幸いなことに、男達の手に掛かる前に、ルフーラに助け出された事は理解している。 直前で助けられたのだと、そう聞かされていた。 「王国の歌劇団」の大天幕から、” 自らの意思 ” で、出て娼館に来たことは、「闇」魔法に掛けられていたからであったと、そう説明されてもいた。
――― 娼館のベットの上で、目の前にルフーラが自分を求めて手を差し出した事…… それに応えようとした事…… 突然、魔法が解け、目の前の漢がルフーラでは無いと気が付き、恐怖に襲われた事…… 余りの恐ろしさに、気を失ってしまった事…… そして、目覚めた時、ルフーラが自分を胸に掻き抱いて居た事……

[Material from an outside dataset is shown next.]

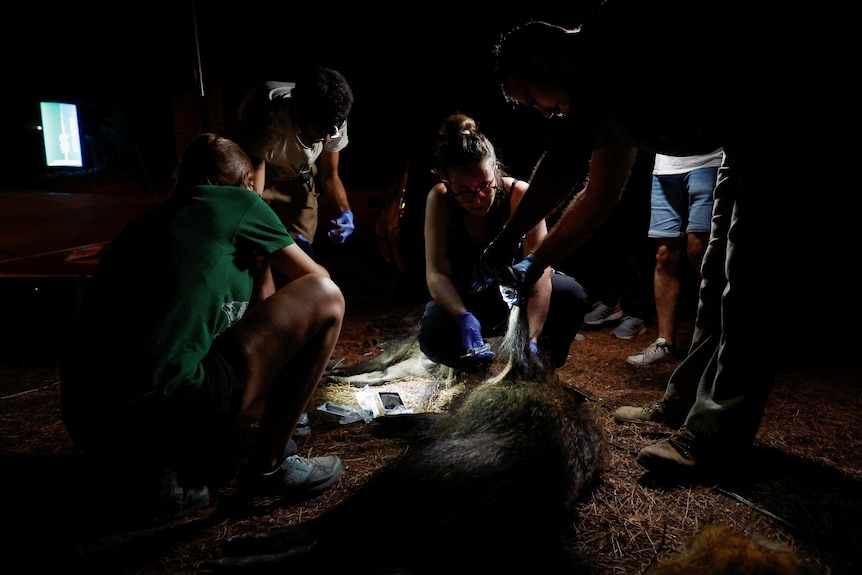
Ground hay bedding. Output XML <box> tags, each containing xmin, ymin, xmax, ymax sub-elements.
<box><xmin>1</xmin><ymin>298</ymin><xmax>861</xmax><ymax>574</ymax></box>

そのすべてを思い出し…… 恐ろしさと、助け出された時のルフーラの胸の中で感じた安堵…… 愛おしさ。 この方の側に居たいと想う気持ち…… 胸の中で震えていたけれども、感じていた幸せ ―――
そのすべてが、今彼女を苛んでいた。
どのシーンをとっても…… どんなに記憶を探っても…… そこにエスカリーナへの想いが無かったからだった。 唯一、覚えているのが、娼館のベッドの上で、男が自分に手を伸ばそうとした時、ちらりと視界にはいった、ボンヤリとした表情のエスカリーナだけだった。
その姿を確かに見た…… と、明確に自信が持てなかった。
もし、本当に見ていたのなら、エスカリーナを助けるべく、何らかの行動に移っている筈だったから…… だと、自分では思っている。 アレは…… 幻覚だったのだろうか…… とも。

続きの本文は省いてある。